Da Jane Whyatt, per anni docente di giornalismo in Inghilterra e ora project manager del centro di Lipsia, una serie di informazioni – è il caso di dirlo – sugli attacchi all’informazione in alcuni paesi europei: dal caso della Grecia, dove per la diffamazione ci può essere anche la galera, a quello dell’Olanda, in cui chi offende i membri della famiglia reale rischia grosso; per passare poi all’Inghilterra, dove è di moda quel “diritto all’oblio” (di pretto stampo Ue) che fa spesso e volentieri capolino nelle ipotesi di nuova (e da mesi e mesi in eterna incubazione in Italia, senza che venga partorito un topolino) legge sulla diffamazione; fino alla Danimarca, dove esiste una particolare e ai più sconosciuta censura, che colpisce le notizie sul mondo della “salute” (censurato, ad esempio, un docu-film sugli effetti di alcuni vaccini). Per finire con una chicca: in alcuni paesi europei “la diffamazione – spiega Whyatt – è classificata come segreto di Stato ogni qualvolta si menzioni un’informazione militare, di sicurezza o di intelligence. In Germania per più di dieci anni Netzpolitik, un blog politico fondato da due giornalisti investigativi, ha sfidato questo processo per informare il pubblico e formare i legislatori. Nel 2015 i due sono stati accusati di alto tradimento. Ma è intervenuta la Corte più alta, e il ministro della Giustizia ha chiesto al pubblico ministero di dimettersi”.

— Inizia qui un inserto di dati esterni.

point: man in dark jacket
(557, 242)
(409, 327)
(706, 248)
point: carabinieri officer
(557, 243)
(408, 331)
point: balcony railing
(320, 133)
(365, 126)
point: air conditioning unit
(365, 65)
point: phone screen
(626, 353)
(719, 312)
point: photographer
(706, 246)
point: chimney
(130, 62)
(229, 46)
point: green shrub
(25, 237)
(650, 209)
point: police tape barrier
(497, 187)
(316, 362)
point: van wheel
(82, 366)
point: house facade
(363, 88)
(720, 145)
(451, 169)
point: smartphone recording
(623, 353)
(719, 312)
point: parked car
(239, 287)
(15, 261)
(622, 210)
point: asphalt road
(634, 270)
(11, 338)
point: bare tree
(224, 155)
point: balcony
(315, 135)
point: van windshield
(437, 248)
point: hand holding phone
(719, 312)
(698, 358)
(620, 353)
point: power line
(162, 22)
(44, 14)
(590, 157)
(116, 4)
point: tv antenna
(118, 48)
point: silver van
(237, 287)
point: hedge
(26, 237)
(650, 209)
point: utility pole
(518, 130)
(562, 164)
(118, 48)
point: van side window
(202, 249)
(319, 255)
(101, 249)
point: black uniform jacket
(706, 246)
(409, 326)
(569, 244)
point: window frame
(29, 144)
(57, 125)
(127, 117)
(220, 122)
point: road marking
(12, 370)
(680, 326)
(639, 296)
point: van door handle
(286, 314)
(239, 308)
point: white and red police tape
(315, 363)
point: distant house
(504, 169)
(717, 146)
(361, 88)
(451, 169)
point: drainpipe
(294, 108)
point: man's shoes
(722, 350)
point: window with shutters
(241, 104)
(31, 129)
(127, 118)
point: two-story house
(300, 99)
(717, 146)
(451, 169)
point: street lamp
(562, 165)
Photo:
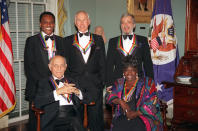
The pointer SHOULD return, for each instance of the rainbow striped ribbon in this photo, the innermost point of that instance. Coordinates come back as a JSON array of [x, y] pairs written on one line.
[[83, 50], [122, 50]]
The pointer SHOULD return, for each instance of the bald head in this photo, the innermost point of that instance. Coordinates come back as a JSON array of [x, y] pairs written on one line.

Ley Mordaza, legge Bavaglio, invece, in Spagna, dove l’informazione vive momenti bui. Cifre e storie da brivido. “Dall’inizio della crisi economica nel 2008 – spiega Mario Garcia de Castro, docente di Informazione audiovisiva alla facoltà di Scienza delle Comunicazioni dell’Università Juan Carlos di Madrid – più di 11 mila giornalisti hanno perso il lavoro e più di cento media in Spagna hanno dovuto chiudere. La precarietà è oggi la caratteristica comune: il 67 per cento dei giornalisti ha vissuto una ERE (una sorta di precariato istituzionalizzato, chiamato “espediente per la regolarizzazione del lavoro”) nella propria azienda negli ultimi cinque anni e il 76 per cento una riduzione del salario. Il queste condizioni l’esercizio rigoroso della professione giornalistica è messo fortemente in discussione”. Approvata pochi mesi fa dal governo Rajoi, la Ley Mordaza è una vera minaccia – spiega de Castro – per il giornalismo critico e indipendente, oggi messo in gravissime difficoltà, prevedendo tra l’altro pesanti sanzioni pecuniarie per chi la infrange. E aggiunge: “In Italia un giornalista che scrive notizie sgradite viene minacciato, intimidito. In Spagna viene licenziato su due piedi e non trova altro lavoro. Questa è la differenza”. Braci & padelle.